Wort mit „H“, löst große Glücksgefühle aus, 13 Buchstaben? Die Überschrift ist diesmal symbolisch kurz, schlicht und effektiv gewählt. Eigentlich hätten es Versionen wie „Zeit für Besinnlichkeit“ (die ist jetzt spätestens eingekehrt), „Drei Chancen, vier Tore“ (klingt komisch, is' aber so) oder „Der Heilige Gral des Zweitligafußballs“ ebenfalls bestens umschrieben, was dieser Abend in Freiburg dem Unternehmen Wiederaufstieg gebracht hat. Übrigens ist dies das erste Mal, dass ich das ominöse Wort „Wiederaufstieg“ in dieser Saison in die Tasten haue. Bisher ist mir allein die optimistische Umschreibung „Ein-Jahres-Praktikum“ über die Lippen gekommen. Zudem hat Ottmar Hitzfeld uns am 31.10. bescheinigt, dass wir uns um jenen Wiederaufstieg keine Sorgen machen müssten.

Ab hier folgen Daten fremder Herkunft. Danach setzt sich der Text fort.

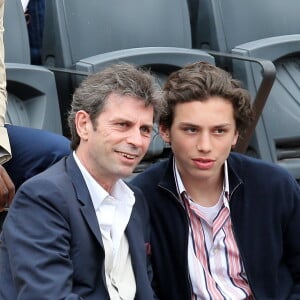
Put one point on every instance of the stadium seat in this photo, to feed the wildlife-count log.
(86, 36)
(267, 30)
(32, 94)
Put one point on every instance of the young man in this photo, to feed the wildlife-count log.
(77, 231)
(225, 226)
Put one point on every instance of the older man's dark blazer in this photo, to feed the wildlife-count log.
(51, 246)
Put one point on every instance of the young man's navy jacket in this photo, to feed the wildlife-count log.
(265, 212)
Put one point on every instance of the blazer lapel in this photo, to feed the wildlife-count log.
(83, 196)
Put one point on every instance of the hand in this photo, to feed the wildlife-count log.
(7, 189)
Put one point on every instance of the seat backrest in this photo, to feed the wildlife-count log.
(32, 94)
(222, 25)
(277, 136)
(76, 29)
(15, 37)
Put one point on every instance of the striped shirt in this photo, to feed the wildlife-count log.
(215, 266)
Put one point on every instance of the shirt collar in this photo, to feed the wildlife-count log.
(120, 190)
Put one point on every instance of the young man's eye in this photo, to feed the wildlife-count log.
(220, 130)
(122, 124)
(190, 129)
(146, 130)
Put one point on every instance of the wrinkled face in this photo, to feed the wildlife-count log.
(120, 140)
(201, 136)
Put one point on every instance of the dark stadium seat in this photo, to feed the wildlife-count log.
(88, 35)
(32, 94)
(268, 30)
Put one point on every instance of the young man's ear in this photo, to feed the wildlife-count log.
(165, 133)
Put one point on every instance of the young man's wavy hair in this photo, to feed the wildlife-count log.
(200, 81)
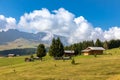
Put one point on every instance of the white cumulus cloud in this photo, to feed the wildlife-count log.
(60, 22)
(7, 23)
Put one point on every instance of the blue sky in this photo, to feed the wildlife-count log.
(102, 13)
(90, 18)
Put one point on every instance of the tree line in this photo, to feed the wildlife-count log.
(24, 51)
(57, 48)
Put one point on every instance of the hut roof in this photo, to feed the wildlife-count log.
(96, 48)
(69, 51)
(92, 48)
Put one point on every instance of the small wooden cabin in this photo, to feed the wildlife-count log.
(11, 55)
(93, 50)
(69, 53)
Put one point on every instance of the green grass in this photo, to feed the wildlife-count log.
(103, 67)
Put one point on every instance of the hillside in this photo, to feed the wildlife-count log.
(20, 43)
(102, 67)
(13, 35)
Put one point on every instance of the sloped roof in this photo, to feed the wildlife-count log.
(96, 48)
(92, 48)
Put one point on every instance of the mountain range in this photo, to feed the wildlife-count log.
(17, 39)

Sorgen gehören seit Monaten wahrhaftig nicht mehr zum Alltag eines Fohlen-Anhängers. Eigentlich beschäftigt derzeit – man darf ruhig mal vorausschauend sein – allein die Frage, ob die Luhukay'sche Philosophie dieses Sports, bedacht auf Kontrolle und Effektivität, das Überleben in Liga Eins ermöglichen würde. (Der Konjunktiv ist an dieser Stelle bedacht gewählt.)
Premiere-Kommentator Wolff-Christoph Fuss bringt es gleich zu Beginn auf den Punkt: In dieser Partie der besten Heimmannschaft Freiburg gegen die beste Auswärtstruppe Gladbach suche man den „Heiligen Gral des Zweitligafußballs“. Offensives Feuerwerk auf der Basis einer intakten Defensive gegen kontrollierten Katastrophenschutz mit brandstifterischen Qualitäten – was befugt mit größerer Sicherheit zum Aufstieg in die Bundesliga?
Es dauert keine sechs Minuten bis die Borussia eindrucksvoll das erste Tor markiert – ein besseres Argument kann es nie geben. Neuville beendet die Anfangsmomente des Abtastens mit einem seiner Sololäufe auf der linken Seite. In Abwesenheit von Marin und Ndjeng spielt Gladbach ohne seine zwei größten Kreativkräfte und der 34-jährige Kapitän reißt diese Rolle sofort an sich. Es soll nicht sein einziger Geistesblitz bleiben.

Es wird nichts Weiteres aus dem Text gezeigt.